それによると、「総合的な探究の時間」のカリキュラムや内容が既に(2021年7月以前に)決まっている学校は約半数(46.6%)だった。
未決の学校は、主に年末~3学期にかけて検討する学校が多く、検討にあたっては学校独自で新たに検討部署やチームを作っているケースが多かった。
学習指導要領では、授業時数を卒業までを見通して3~6単位確保することとしているが、今回のアンケートでは、多くの学校(82.2%)が高校3年間で3単位の授業時数を設定する予定であることが分かった。学年別にみても、1学年1単位で授業時数を設定する予定の学校が多い。
探究課題のジャンルについては、学習指導要領に記載されているジャンルが万遍なく選択されていることが分かった。
また、校内における探究課題のテーマ内容やテーマ名称を自由記述形式で聞いたところ、テーマ名称の中に「探究」という言葉が入っている割合が30.4%で最多で、以下、「地域」の29.1%、「SDGs」の19.0%が続いた。
2022年度から総合的な「学習」から「探究」に変更となるにあたり「自己のキャリア形成の方向性と関連付けながら」ということが重要視されてはいたものの、「キャリア」というキーワードが使用されている割合は3.8%にとどまった。

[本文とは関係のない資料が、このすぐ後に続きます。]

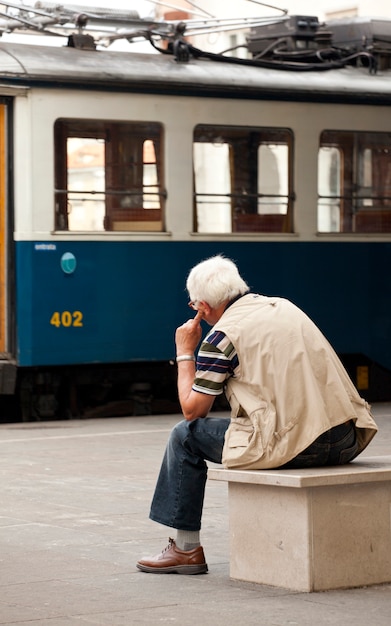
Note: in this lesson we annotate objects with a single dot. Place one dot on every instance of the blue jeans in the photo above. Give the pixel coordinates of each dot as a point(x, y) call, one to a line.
point(179, 494)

また、学習指導要領では、「積極的な外部連携」が推奨されており、この点について聞いたところ、87.0%の学校が「なんらかの形で外部連携をおこなう予定」で、その中でも6割程度が「ワークショップや研修」「講演会」などで関わりをもつ予定であることが判明した。
この調査は、全国の高校・中学校を対象に、7月2日~25日にかけて、FAXでアンケートを取る形で実施。有効回答数は247校(公立152校/私立92校/国立3校)。